Monday, December 16, 2013
THE MTE CHRISTMAS GIFT IDEA: THE AARONIC PRIESTHOOD WRIST COACH
As magazines like the Ensign
have in storage 50,000 Family Home Evening ideas and Cosmopolitan has in storage 50,000 tips to make your man go wild in
bed, the Mormon Tabernacle Enquirer has
a storage of 50,000 Christmas gift ideas. We are more frugal with our tips, so here is this year’s one idea: the
Aaronic Priesthood Wrist Coach. As you
may have noticed, football quarterbacks have a special wristband with the team’s
plays on it. The Mormon Tabernacle Enquirer shows you how to make the best Christmas
gift that special Aaronic Priesthood holder in your life will ever get.
You’re welcome, Zion.
Step 1: Go to a large store.
(The Mormon Tabernacle Enquirer does
not get any special funding from large stores that use predatory practices to
destroy small businesses and local culture, so the sign here has been
blurred. But if a large store that uses predatory
practices to destroy small businesses and local culture would like to sponsor
or support Zion’s Finest News Source, PLEASE PLEASE PLEASE contact us!)
Step 2: Purchase a Football Wrist Coach, and item that can
be found in the sporting goods section.
Step 3: Make up a card with the Sacrament prayers on it to
the size of the insert. (Bonus points if
you can make it from memory without having to look up the prayers.)
Step 4: Insert the card into the wristband.
Now your Aaronic Priesthood holder is ready, with his
Aaronic Priesthood Wrist Coach, to bless the sacrament.
Bonus: Other important Aaronic (and Melchizedek!) Priesthood
messages can also be conveyed with the Wrist Coach.
Monday, December 2, 2013
UNEXPECTED TEACHER ABSENCES ACROSS CHURCH CREATE DEEPENING PRIMARY REFUGEE CRISIS
The High Commissioner noted several shocking recent
examples. “A few Sundays ago, in Madison,
Wisconsin, several CTR 7s were left to forage for their own spiritual sustenance
when neither of their teachers showed up,” explained the Commissioner.
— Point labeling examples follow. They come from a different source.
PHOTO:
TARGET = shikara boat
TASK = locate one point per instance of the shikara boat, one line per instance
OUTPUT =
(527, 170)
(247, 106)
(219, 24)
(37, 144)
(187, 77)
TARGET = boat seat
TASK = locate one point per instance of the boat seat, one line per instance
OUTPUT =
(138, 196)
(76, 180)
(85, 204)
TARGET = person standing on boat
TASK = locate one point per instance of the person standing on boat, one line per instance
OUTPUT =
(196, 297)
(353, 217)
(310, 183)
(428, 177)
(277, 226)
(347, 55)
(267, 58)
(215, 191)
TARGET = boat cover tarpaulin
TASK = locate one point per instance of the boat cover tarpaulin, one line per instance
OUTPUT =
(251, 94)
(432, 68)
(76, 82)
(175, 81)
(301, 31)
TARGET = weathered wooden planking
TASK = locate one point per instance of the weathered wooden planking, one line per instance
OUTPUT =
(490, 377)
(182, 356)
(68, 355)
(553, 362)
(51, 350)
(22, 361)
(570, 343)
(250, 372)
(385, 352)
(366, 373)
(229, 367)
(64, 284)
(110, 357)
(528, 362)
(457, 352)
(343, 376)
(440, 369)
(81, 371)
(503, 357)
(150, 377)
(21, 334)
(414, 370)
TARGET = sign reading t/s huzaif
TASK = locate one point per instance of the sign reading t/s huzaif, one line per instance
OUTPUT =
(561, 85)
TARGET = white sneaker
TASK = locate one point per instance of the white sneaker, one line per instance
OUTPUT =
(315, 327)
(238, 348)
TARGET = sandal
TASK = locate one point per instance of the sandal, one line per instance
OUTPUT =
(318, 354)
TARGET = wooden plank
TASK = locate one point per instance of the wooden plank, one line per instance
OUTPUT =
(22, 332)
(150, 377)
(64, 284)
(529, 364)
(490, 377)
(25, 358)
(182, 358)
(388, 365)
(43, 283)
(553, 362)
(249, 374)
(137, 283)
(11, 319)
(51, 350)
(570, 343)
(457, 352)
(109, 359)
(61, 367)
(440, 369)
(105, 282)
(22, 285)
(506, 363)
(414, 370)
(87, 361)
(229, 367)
She went on, saying that “by the time we
found them, frightened and huddled in a corner (and perhaps playing Minecraft
on the tablet of one of the refugees), they seemed to have lost track entirely
of why they had arrived at church in the first place.”
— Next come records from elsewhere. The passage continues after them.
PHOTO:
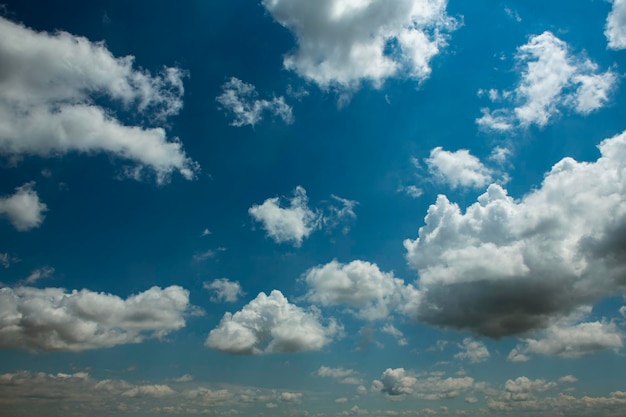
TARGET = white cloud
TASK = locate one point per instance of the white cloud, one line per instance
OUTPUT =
(240, 99)
(506, 266)
(458, 169)
(615, 29)
(552, 80)
(23, 209)
(52, 319)
(287, 225)
(270, 324)
(473, 350)
(48, 102)
(344, 42)
(224, 290)
(362, 286)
Fear about their future and a growing desperation (often
masked by apathy, chit-chat, and Temple Run II) at ever getting their needs met
has only exacerbated the refugee crisis.
The High Commissioner also noted that local leaders, often
with resources stretched well beyond the breaking point, struggle to contain
the flood of refugees. On this point the
Commissioner noted that “a Primary President may try to find some parents to
substitute or may try to see if other classes can absorb the sudden influx of
spiritual asylum seekers. That sudden
influx,” continued the Commissioner, “can jeopardize another community’s delicate
social, cultural, and spiritual equilibrium, or worse, there may not be enough
treats for everyone.”
The High Commissioner on Primary Refugees’ press conference
has generated considerable conversation at all levels of the church. There are reports of efforts to give
Primaries across the church better safeguards to prevent the spread of the
crisis and resources to handle current problems. Unnamed sources suggest that fathers of
Primary children may receive additional training “so that when a crisis
presents itself, they can step in, meet the needs, and not just play hangman for
35 minutes.”
In contrast with the buzz generated by the High Commissioner on Primary Refugees, the Moderate Commissioner for Adult Sunday School
Refugees has seen his single suggestion for stopping his problem roundly
rejected. That suggestion was the
formation of an adult foyer or lobby class to count as Sunday School for those
(perhaps willingly) wandering adults.